The Obama administration is engaged in preliminary talks with the European Union and China to settle a dispute over trade in solar-energy equipment and avoid a conflict among the world’s largest economies, according to people familiar with the discussions.
The effort is focused on setting a quota on Chinese exports and a minimum price for solar-energy equipment, in exchange for suspending U.S. duties on the goods, according to two people familiar with the U.S. position who asked not to be identified to discuss private deliberations.

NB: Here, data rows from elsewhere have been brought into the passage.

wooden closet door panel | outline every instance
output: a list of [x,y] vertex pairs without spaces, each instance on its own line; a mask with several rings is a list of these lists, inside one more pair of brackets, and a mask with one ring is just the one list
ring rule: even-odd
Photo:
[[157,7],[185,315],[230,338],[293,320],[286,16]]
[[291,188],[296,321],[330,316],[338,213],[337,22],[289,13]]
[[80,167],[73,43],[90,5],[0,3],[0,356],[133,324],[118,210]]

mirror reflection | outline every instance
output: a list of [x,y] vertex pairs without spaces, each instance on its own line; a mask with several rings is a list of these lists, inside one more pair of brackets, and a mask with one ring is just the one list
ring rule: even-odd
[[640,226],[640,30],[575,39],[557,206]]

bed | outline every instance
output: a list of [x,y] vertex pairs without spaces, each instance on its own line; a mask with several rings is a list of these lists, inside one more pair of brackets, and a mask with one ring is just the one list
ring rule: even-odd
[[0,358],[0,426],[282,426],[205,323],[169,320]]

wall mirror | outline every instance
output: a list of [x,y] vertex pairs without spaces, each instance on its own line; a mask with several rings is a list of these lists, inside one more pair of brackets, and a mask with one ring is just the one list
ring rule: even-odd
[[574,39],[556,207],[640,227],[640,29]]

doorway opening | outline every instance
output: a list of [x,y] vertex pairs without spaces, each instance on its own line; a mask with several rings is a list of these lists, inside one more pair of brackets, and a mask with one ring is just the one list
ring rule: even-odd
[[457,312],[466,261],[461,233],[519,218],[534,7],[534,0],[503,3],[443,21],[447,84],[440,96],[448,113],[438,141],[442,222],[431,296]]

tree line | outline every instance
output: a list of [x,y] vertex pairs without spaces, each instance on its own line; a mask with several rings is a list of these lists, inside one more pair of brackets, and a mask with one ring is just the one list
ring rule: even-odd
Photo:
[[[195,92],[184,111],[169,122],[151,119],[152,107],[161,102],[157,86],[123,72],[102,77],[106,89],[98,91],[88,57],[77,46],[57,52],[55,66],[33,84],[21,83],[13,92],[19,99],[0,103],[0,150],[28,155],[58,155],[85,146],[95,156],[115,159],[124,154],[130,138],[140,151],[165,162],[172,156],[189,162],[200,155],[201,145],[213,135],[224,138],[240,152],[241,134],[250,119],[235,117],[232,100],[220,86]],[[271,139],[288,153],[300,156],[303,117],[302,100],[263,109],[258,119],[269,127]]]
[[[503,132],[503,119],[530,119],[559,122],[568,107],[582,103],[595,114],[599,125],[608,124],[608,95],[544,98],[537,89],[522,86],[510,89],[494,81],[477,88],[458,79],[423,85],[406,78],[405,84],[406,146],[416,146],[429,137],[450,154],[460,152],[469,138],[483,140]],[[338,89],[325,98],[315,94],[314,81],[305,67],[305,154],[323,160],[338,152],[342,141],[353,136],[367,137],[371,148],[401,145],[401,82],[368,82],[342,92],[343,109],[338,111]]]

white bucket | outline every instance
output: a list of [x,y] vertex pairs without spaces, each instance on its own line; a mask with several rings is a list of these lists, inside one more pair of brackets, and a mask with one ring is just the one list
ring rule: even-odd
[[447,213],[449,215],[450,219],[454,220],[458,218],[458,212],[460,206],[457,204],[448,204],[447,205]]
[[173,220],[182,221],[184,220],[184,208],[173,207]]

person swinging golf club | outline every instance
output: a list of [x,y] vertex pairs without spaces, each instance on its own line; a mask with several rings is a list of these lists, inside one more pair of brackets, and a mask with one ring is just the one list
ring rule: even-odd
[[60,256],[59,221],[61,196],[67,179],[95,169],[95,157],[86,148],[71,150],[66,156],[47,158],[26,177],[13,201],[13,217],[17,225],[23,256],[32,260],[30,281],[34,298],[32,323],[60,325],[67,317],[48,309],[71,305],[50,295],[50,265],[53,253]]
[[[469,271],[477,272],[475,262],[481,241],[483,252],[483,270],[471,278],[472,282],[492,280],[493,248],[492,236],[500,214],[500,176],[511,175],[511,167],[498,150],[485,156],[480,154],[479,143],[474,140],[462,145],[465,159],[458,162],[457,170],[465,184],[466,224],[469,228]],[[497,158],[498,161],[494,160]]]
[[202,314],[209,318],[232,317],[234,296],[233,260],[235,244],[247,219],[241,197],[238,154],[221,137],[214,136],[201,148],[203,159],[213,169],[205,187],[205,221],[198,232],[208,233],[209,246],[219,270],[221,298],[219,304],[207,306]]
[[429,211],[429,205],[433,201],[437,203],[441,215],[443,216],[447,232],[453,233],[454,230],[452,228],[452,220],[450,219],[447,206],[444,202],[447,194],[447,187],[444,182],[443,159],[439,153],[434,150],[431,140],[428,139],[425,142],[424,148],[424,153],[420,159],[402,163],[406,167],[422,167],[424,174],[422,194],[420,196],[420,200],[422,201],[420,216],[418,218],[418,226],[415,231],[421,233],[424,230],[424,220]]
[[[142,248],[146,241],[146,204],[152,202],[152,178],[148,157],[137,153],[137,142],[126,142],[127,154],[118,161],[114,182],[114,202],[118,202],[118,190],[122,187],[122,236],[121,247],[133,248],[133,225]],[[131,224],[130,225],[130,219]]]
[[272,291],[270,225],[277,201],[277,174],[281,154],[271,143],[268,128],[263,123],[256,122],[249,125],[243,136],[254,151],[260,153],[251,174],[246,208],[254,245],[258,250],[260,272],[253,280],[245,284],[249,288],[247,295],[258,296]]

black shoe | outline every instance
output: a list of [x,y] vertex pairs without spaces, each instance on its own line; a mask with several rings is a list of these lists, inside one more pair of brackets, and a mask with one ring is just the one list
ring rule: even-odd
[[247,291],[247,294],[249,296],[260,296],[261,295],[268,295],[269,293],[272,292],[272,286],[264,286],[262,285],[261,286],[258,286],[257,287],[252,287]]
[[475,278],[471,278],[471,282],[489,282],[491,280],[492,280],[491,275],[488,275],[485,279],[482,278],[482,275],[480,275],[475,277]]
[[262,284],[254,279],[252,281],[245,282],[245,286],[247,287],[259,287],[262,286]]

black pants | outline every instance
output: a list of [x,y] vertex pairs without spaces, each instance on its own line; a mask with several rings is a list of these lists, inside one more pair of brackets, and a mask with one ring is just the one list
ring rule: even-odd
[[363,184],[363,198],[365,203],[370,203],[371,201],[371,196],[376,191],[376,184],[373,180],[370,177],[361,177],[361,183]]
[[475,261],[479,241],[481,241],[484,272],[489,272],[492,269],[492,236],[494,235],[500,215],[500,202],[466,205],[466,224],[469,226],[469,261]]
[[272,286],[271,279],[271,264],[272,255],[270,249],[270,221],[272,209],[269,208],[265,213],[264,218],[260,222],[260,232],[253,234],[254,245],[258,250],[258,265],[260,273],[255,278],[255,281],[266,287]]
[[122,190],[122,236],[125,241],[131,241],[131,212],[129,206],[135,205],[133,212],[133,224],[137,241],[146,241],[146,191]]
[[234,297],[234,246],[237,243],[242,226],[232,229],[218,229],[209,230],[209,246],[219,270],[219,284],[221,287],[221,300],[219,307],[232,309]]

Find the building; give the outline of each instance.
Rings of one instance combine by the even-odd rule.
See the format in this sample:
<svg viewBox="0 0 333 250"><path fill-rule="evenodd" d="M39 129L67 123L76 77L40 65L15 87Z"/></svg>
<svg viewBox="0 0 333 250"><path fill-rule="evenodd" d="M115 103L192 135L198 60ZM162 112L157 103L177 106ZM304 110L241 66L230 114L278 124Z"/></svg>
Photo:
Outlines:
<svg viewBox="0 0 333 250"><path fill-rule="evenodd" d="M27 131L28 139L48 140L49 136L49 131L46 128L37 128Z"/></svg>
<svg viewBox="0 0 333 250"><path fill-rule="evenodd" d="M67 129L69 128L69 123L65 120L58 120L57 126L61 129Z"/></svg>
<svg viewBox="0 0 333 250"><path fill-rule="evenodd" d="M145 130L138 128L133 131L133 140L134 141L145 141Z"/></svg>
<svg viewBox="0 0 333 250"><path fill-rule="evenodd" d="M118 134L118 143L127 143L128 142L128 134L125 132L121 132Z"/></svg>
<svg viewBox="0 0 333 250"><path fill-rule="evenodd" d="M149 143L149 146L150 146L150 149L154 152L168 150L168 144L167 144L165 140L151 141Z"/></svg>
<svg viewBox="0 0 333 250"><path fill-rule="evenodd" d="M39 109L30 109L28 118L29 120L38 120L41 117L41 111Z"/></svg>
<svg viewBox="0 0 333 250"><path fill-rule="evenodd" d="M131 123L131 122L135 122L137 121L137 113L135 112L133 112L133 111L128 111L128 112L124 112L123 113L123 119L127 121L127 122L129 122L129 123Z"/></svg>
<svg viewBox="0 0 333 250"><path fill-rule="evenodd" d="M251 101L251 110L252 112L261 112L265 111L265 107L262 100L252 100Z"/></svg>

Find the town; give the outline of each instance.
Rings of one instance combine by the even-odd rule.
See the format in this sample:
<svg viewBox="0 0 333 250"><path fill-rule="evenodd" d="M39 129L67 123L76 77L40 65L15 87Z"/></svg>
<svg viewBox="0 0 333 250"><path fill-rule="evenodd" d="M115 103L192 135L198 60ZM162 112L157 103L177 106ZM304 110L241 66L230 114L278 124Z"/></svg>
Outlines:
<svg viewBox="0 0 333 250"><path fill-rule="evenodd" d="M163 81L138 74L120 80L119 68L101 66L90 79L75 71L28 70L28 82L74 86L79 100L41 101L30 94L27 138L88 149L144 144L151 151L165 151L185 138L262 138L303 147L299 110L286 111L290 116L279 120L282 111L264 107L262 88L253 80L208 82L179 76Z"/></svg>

“After expressing our intentions to the White House, we are very encouraged that these long-needed negotiations appear ready to proceed,” said John Smirnow, vice president of trade and competitiveness for the Solar Energy Industries Association. “It’s time for everyone to work together toward a fair resolution of these cases.”
Representatives from the Washington-based solar group and the Singapore-based Asia Photovoltaic Industry Association met last week in China to discuss the trade disputes, Smirnow said. A policy resolution by the groups urged the U.S., China, EU and other nations to enter multilateral talks to quell rifts over solar-energy goods, he said yesterday in a statement.
Tensions over China’s policies flared in recent months and each of the partners has either imposed or is considering duties to limit imports of solar-energy goods. Government support for renewable-energy products including solar panels has led to disputes as the price of polysilicon, the main ingredient in solar cells, has dropped 64 percent since December 2010.